The tissue sample (1.5 g) was weighed to 0.0001 g, placed in conical flask, homogenized in 30 mL absolute ethylalcohol, 10 mL of 10 g mL-1ascorbic ethylalcohol and 10 mL of 50 g L-1sodium hydroxide solution, and then incubated at 70℃ for 30 min. The flasks were flushed with 60 mL ultrapure water, and the flushing fluid was transferred to separating funnel. After adding 50 mL petroleum ether, the funnels were returned to the water bath for 20 min with shaking 5 min, and the layers started to separate. Removing the aqueous phase and extracting it for 2 times, the three petroleum ether layers were mixed and flushed with 150 mL petroleum ether saturated water. Then the mixer was dehydrated with sodium sulphate anhydrous, removed to brown glass flask volumetric, added 100 mL BHT and stored at -20℃ until analysis. Measurement of vitamin E was conducted using a 150 mm × 4.6 mm reverse phase column (Luna 5μ C18; Phenomenex, Macclesfield, UK) using a mobile phase of methanol/ultrapure water (98:2) with a flow rate 1 mL min-1. The chromatographic system was equipped with a Waters Model 510 pump, and vitamin E isomers were detected at 292 nm using a Waters 490 Emulti wave length UV/VIS detector (Waters Ltd., Watford, England). Sample concentrations were calculated using standard tocopherol (Sigma, T3634).

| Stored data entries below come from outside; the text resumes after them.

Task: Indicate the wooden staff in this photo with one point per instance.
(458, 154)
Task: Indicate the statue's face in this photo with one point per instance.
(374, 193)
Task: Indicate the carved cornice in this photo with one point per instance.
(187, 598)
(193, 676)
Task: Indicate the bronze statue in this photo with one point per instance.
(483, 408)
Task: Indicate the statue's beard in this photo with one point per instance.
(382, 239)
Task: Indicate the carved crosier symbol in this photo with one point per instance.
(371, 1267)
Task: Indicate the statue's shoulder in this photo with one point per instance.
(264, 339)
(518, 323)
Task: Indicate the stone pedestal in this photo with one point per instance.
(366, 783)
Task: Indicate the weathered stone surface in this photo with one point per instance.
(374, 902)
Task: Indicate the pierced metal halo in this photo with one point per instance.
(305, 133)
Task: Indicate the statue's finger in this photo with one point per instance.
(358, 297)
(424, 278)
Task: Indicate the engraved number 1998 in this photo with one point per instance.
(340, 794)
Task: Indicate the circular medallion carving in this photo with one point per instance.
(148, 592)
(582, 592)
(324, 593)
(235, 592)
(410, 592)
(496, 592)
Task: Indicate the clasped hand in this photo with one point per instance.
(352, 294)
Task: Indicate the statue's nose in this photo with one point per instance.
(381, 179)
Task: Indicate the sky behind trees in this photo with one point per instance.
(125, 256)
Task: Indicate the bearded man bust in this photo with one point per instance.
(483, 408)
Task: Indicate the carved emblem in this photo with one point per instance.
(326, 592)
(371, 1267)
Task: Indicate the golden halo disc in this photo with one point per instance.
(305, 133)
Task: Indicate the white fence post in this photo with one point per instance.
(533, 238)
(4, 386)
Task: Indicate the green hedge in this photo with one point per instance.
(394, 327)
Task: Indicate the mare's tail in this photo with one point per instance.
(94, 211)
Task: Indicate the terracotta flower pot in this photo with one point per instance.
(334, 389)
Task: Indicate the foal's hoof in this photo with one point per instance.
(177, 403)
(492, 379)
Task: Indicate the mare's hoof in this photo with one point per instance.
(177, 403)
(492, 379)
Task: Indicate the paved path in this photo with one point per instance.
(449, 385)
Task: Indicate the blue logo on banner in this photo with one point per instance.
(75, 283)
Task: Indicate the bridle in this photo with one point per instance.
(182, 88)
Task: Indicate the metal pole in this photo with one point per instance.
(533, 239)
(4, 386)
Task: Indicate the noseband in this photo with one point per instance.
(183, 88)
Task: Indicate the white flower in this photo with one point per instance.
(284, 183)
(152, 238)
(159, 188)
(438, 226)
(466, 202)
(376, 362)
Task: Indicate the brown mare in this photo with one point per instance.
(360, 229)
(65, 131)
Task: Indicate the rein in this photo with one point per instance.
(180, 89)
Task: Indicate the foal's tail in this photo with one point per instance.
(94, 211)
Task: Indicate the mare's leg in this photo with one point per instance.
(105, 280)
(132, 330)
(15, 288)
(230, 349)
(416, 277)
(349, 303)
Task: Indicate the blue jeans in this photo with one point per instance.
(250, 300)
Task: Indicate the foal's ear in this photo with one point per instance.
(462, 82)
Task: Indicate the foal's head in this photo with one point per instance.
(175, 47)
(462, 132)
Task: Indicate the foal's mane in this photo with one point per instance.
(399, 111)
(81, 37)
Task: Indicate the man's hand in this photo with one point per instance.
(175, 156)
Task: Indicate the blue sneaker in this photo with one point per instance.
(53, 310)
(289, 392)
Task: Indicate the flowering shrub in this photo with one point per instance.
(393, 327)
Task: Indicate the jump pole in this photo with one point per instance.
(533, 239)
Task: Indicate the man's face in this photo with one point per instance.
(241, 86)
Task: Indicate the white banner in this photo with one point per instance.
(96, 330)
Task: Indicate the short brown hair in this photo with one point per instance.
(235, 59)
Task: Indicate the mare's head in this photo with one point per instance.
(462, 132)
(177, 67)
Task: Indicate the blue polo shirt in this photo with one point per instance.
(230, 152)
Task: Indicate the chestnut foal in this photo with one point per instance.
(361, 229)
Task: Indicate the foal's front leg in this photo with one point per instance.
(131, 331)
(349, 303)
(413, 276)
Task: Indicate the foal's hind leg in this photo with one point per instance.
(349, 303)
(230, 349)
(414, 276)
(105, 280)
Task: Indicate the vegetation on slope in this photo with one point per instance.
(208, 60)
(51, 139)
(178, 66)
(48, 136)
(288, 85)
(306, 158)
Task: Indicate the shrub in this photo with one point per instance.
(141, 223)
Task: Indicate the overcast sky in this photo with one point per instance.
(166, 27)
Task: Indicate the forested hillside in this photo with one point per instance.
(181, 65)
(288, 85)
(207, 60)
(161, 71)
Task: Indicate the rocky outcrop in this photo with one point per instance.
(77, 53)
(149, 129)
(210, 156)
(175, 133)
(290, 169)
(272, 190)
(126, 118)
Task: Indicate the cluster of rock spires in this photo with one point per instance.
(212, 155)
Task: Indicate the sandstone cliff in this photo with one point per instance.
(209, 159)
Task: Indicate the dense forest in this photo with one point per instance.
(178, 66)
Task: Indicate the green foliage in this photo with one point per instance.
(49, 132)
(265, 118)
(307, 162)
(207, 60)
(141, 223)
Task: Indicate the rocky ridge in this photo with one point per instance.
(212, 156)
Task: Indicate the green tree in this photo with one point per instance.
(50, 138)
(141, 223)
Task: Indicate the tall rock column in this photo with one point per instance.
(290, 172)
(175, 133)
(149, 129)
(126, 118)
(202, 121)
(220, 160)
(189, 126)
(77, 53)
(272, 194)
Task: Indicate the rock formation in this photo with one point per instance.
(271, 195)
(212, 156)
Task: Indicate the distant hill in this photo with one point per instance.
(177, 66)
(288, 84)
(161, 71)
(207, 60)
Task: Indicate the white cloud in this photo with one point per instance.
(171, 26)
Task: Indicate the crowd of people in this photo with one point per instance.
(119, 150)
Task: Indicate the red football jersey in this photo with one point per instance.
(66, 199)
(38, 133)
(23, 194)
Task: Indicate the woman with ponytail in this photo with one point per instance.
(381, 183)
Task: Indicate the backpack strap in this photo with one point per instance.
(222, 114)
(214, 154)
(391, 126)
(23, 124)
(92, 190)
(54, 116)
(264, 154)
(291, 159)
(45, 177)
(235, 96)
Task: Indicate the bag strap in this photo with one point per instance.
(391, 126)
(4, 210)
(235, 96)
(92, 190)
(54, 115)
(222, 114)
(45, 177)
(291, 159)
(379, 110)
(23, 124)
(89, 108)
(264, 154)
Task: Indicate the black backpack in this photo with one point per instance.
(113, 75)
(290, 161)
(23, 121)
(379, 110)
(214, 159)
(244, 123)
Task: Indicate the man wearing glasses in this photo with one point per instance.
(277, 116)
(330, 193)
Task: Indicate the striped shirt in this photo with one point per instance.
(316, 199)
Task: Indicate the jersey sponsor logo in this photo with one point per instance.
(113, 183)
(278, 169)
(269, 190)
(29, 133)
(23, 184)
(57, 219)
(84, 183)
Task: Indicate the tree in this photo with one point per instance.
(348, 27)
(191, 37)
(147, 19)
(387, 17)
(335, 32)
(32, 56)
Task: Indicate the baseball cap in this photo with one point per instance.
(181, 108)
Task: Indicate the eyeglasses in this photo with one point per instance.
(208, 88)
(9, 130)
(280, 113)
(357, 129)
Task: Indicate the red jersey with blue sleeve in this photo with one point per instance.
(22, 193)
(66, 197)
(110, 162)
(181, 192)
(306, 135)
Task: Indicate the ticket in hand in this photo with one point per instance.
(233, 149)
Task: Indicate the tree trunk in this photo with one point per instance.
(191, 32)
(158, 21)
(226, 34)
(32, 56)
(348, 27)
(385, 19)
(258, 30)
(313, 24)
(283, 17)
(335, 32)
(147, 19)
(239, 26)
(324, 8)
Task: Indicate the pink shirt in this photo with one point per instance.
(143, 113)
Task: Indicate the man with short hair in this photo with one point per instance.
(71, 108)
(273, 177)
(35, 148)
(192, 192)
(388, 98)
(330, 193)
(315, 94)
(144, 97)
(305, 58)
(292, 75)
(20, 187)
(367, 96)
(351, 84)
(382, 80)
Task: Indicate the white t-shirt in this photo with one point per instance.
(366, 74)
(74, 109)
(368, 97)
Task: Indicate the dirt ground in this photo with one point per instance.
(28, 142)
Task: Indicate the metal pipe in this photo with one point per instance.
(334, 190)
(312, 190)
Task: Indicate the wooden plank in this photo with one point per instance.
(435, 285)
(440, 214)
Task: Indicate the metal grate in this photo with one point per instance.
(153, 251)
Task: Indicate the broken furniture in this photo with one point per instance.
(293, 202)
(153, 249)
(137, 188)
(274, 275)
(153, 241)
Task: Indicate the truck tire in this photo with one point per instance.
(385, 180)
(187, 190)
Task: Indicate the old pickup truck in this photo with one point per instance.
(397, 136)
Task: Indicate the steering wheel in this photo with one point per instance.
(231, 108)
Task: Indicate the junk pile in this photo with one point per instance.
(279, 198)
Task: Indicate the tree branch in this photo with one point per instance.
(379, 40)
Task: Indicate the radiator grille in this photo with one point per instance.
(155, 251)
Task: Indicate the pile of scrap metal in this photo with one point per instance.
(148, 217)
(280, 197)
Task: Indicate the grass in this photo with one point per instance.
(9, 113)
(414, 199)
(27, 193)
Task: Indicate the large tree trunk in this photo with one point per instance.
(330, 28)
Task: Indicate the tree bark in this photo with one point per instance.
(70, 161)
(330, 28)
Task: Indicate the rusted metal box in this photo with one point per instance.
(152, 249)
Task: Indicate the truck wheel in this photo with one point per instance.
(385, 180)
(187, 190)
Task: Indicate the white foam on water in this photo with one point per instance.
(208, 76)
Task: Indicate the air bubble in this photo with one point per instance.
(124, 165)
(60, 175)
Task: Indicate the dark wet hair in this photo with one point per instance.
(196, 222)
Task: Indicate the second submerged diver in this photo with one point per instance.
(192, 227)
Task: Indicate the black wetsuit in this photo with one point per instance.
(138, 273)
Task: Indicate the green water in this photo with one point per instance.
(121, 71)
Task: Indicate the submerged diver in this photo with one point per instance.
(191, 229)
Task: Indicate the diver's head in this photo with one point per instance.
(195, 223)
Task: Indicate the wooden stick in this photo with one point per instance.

2.7.3 Hydroxyproline assay

Alkaline-soluble (a-s) hydroxyproline (HYP) was analyzed from fast muscle in duplicates according to an established method (Hagen et al., 2007). The samples of fast muscle were obtained from standard blocks as described by Johnsen et al. (2011). They were homogenized in a food processor and stored at -40℃ until analysis.

2.7.4 Liquid loss and muscle pH assay

The liquid loss was determined gravimetrically according to a net test described by Ofstad et al. (1993). Homogenized duplicate samples (2×15 g) of post-rigor fast muscle, obtained from the muscle blocks (Fig.2), were centrifuged at 210 g at 10℃ for 15 min. The liquid loss was calculated as the percentage of liquid mass released during centrifugation.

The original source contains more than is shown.